Admit it. You’ve sat in a boardroom and heard people throwing around the latest tech buzzwords of AI, automation, blockchain, IoT, and machine learning. Infuriating, isn’t it?  You’ve just invested in that last innovation and a new one comes along. You’re warned of the threat of yet another new startup or nimble competitor taking advantage of the low barrier to entry that technology provides.

But, beneath the buzzwords lies a crucial concept: digital transformation. The opportunity to take advantage of advancements in technology can help solve your business’s problems. The increased pressure on pioneering executives to change the established order can be daunting. This could explain why according to the McKinsey Global Institute’s Industry Digitization Index, Europe is currently operating at just 12% of its digital capability.

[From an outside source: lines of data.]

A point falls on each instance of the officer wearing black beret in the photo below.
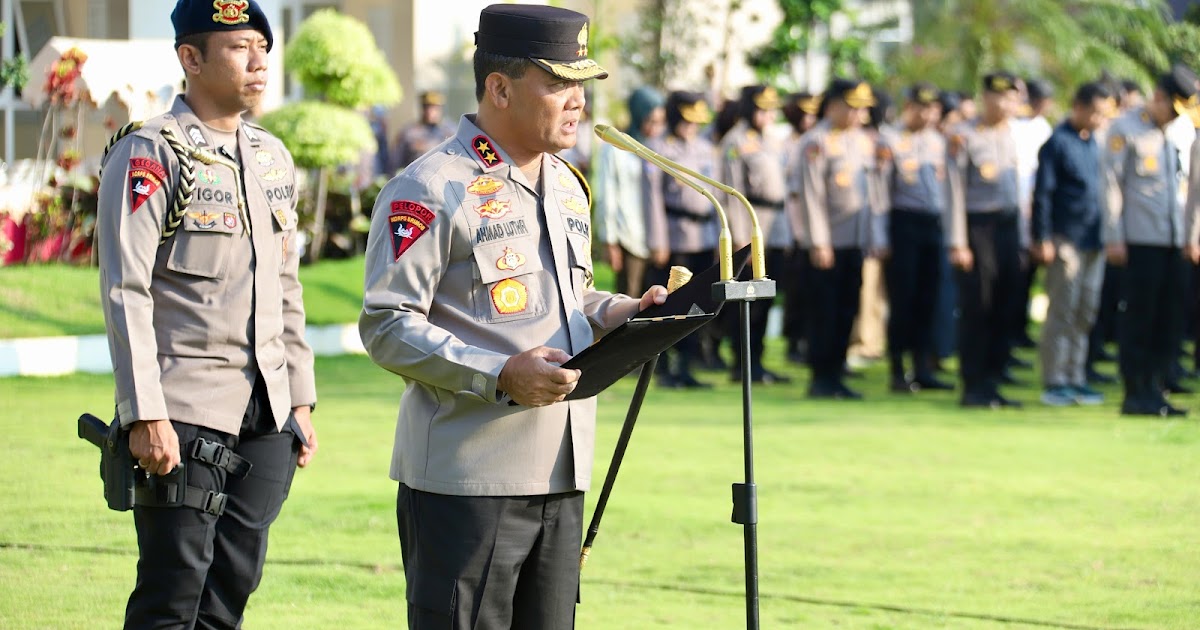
(214, 381)
(983, 233)
(479, 287)
(1145, 232)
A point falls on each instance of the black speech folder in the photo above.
(651, 331)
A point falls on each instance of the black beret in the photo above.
(683, 106)
(1181, 85)
(555, 39)
(924, 93)
(760, 97)
(1000, 82)
(1038, 90)
(192, 17)
(856, 94)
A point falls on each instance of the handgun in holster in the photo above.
(117, 467)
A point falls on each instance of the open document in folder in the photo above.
(651, 331)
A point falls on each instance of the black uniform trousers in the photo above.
(490, 563)
(196, 569)
(774, 258)
(913, 279)
(985, 297)
(796, 303)
(835, 294)
(1152, 321)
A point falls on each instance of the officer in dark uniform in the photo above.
(843, 223)
(802, 112)
(198, 257)
(984, 240)
(1145, 233)
(681, 220)
(753, 162)
(912, 167)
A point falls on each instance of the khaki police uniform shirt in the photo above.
(840, 208)
(912, 166)
(466, 265)
(418, 138)
(1141, 179)
(753, 163)
(983, 178)
(193, 321)
(679, 219)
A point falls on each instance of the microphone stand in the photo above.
(729, 289)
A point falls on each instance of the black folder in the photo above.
(651, 331)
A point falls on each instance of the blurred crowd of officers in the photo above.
(915, 229)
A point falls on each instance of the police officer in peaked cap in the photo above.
(198, 256)
(479, 287)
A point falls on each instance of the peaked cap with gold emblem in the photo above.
(555, 39)
(192, 17)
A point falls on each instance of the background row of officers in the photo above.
(945, 203)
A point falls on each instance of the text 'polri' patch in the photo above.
(145, 178)
(408, 221)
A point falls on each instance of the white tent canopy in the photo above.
(142, 75)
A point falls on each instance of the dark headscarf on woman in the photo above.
(642, 102)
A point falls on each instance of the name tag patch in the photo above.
(145, 178)
(408, 221)
(508, 229)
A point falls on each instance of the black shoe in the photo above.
(1175, 387)
(1017, 363)
(1097, 378)
(929, 382)
(689, 382)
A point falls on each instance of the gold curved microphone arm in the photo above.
(725, 240)
(759, 262)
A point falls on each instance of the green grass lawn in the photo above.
(52, 300)
(897, 513)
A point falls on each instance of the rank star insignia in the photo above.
(209, 177)
(485, 185)
(231, 12)
(483, 148)
(493, 209)
(510, 297)
(204, 220)
(582, 40)
(510, 261)
(575, 205)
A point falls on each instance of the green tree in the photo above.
(342, 70)
(1067, 41)
(803, 30)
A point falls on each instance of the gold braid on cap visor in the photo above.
(861, 97)
(697, 113)
(581, 70)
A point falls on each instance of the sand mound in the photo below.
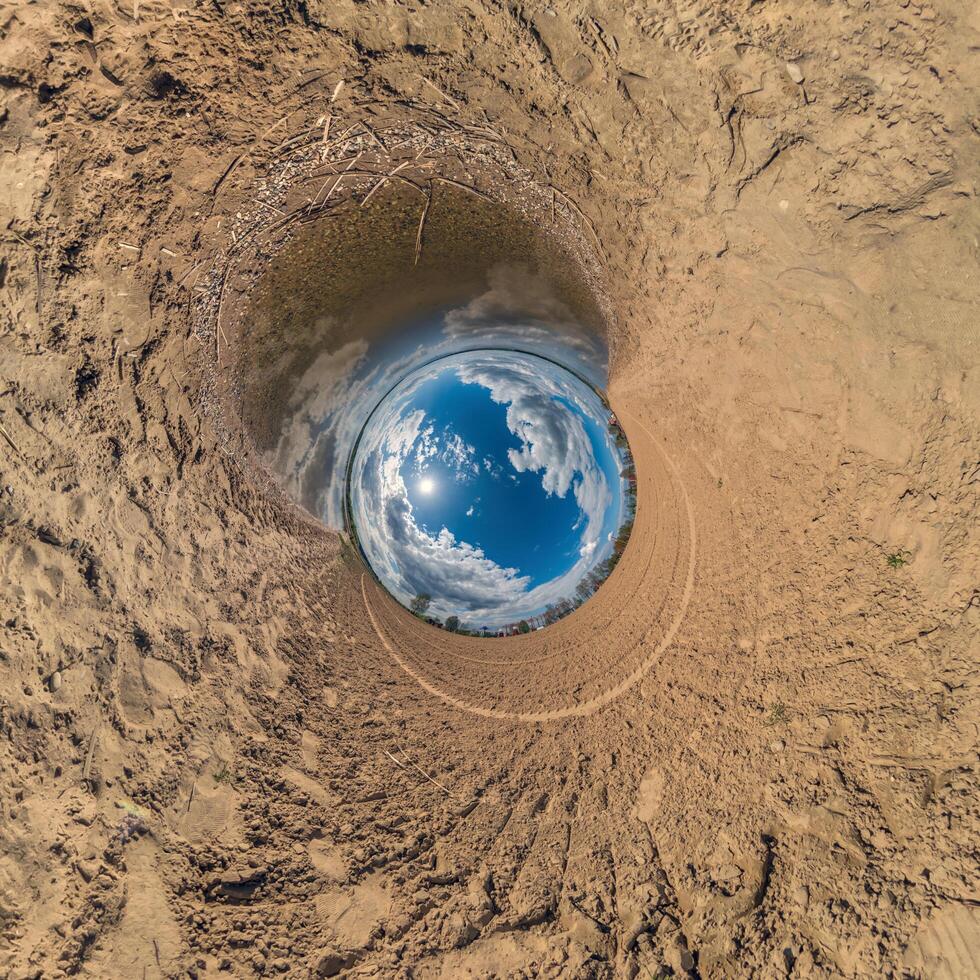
(754, 752)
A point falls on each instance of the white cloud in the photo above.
(459, 575)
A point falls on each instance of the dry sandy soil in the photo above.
(753, 754)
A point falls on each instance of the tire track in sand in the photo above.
(607, 697)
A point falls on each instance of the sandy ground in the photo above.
(753, 754)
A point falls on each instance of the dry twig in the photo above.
(418, 237)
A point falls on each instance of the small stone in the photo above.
(331, 963)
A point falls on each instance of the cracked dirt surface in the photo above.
(223, 752)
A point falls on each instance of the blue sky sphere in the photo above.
(489, 481)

At 3 SIDED CUBE we believe the problem is that too often organisations try to bend their existing strategy to fit with the latest technology. They can be so keen to find a problem that fits the solution, that they can end up focusing on areas that bring little or no real value to their mission. Digital transformation should not be about implementing the latest technology to keep up to date with trends. However, it is about looking at how digital is an enabler to solve practical issues for your users.

Our experts at 3 SIDED CUBE never start with a particular technology in mind, our focus is on how to make the most significant impact for users, before looking at which solution can help them with their mission to “build tech for good”.

Making America give again 

The business case for digital transformation is evident in our ongoing collaboration with the American Red Cross. With blood banks running low and donations continuing to plummet, the charity needed to revolutionise the way donors in the US registered and booked appointments to give blood. This is where we stepped in. Our developers at 3 SIDED CUBE quickly came to realise that at the heart of the problem was a fundamental misunderstanding of what motivated potential donors. Convenience and engagement were both important factors to consider, but what really made the experience unique was the sense of impact and social good people would gain from knowing they’d helped save a life.

The strategy that we created transformed the donation process, breaking down barriers that existing and potential donors were facing. Easy registration, blood donation tracking and gamification of life-saving features was the answer to the needs of the American Red Cross. The technology to offer this transformation was, in this case, a mobile app with push notifications and data optimisation. The Blood Donor app has generated a 30% increase in people attending blood donations, raised over $80m for the charity and, most importantly, helped to save countless lives every day.

Digital: offering new types of innovation

We believe that the main reason digital transformation fails is that organisations see adopting technology as just a software upgrade. Too often they will create a siloed team that is then supposed to impose “digital” across the rest of the organisation. This rarely works, as it is hard for a separate team to impact the culture across the business. There may be pockets of individual success, but to truly create change, the concepts need to be embedded from the ground up.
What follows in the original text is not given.